もしも戦国時代にスポーツがあったら【野球】
信長「のう、氏郷よ。未来の世界では、どのようなものが流行っておるのだ?」
蒲生氏郷の中に、もう一人、現代日本からやってきた天馬氏郷が憑依【ひょうい】しているということを、知っているのは、俺たち2人の氏郷と、義父の信長と、妻の冬姫だけだ。他の者には、内緒にしている。
氏郷「べーすぼーる、にございまする。
漢字では、野球【やきゅう】と書きまする。」
信長「ほほう、野球【やきゅう】なるものが、そなたの時代では人気があるのか。」
蹴球【しゅうきゅう】、つまりサッカーと並び、野球【やきゅう】は人気のスポーツになっているということを伝えた。

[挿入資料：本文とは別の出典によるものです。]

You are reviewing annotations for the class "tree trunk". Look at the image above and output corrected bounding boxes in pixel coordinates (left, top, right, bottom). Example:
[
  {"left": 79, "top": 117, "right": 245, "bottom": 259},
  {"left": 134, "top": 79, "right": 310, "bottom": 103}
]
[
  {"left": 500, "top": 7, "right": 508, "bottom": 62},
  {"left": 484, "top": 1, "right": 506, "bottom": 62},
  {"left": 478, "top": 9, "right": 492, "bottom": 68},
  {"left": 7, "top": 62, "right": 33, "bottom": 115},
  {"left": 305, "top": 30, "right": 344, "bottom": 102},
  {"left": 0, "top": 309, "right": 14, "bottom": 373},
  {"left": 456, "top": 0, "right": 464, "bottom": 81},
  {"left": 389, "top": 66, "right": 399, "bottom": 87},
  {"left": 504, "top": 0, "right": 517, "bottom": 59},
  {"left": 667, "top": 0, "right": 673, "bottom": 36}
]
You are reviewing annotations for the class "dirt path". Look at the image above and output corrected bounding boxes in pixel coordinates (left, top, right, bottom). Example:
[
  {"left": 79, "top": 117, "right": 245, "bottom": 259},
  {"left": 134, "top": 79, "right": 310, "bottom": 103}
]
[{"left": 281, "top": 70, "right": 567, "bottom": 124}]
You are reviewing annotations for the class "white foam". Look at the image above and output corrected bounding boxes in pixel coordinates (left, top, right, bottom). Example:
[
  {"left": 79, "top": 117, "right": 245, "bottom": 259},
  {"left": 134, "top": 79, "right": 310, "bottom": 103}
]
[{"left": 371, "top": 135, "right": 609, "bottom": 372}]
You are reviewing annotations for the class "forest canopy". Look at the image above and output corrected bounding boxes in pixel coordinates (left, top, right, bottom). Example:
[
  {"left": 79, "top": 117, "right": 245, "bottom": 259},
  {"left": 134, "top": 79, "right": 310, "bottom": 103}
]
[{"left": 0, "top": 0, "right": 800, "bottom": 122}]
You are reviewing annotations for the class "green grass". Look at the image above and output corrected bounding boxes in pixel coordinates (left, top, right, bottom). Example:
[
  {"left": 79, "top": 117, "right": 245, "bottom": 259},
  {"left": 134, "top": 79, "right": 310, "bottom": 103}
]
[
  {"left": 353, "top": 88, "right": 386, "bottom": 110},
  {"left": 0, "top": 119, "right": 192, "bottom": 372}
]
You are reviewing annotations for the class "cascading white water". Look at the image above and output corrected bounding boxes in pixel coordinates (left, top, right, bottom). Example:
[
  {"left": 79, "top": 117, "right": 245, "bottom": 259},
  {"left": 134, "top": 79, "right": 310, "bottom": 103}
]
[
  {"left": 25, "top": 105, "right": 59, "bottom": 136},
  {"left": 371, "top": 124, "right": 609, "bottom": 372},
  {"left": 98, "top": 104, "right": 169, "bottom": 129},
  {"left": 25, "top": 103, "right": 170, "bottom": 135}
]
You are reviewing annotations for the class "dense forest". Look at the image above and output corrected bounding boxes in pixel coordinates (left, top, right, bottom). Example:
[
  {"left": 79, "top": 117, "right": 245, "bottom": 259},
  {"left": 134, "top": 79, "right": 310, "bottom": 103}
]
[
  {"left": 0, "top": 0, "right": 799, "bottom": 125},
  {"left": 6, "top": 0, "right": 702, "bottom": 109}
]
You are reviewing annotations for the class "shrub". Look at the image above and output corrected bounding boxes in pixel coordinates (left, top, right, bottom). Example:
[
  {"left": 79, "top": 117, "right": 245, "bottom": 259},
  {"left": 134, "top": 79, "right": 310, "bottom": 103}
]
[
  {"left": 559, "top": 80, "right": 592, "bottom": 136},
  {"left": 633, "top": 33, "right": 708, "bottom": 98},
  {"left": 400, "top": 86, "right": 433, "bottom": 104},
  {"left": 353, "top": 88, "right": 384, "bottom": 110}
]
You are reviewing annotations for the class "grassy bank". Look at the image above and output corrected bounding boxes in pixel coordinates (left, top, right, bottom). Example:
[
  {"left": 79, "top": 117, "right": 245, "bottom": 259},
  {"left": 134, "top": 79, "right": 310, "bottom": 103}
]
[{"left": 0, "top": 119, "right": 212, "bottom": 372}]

氏郷「野球は、アメリカと名付けられた新大陸にて誕生しましたが、すぐに現代日本でも人気になりました。」
ここで、野球のルールを教える。
戦国時代には、まだ野球は誕生してもいなかったのだから、打球を打った後に、一塁側に走るのか、三塁側に走るのか、それすらわからないままでは、試合にならないからだ。
身ぶり手振りも交え、野球の説明をする。
ひし形のところを走る。途中の板を踏んで、先に進む。一塁、二塁、三塁、そして本塁と進む。本塁まで行ったら、一点となる。
野球の球は、蹴鞠【けまり】で使うものよりも小さな球だ。
投手が投げた球を、打者が打つ。
信長「その球が、野球の球か。なるほどな。して、その棒切れのようなもので、投手が投げた球を打つのか。」
棒切れ、バットで球を打つ。打ったら、一塁側に走る。
守備を行う野手が、打者の打った球を、グローブという、手袋のようなもので取り、一塁へ投げる。
打者の方が早く一塁に到達すれば、安打。
内野手の投げた球の方が、一塁手に渡り、一塁手が打者にタッチすれば、アウト。
アウトを3つ取れば、スリーアウトチェンジ。自軍が表なら相手の攻撃になる。相手が表なら自軍の攻撃になる。
信長「で、あるか。野球というのは、なかなかおもしろそうではないか。」
蒲生軍でも、さっそく野球を始めてみることにしたのだった。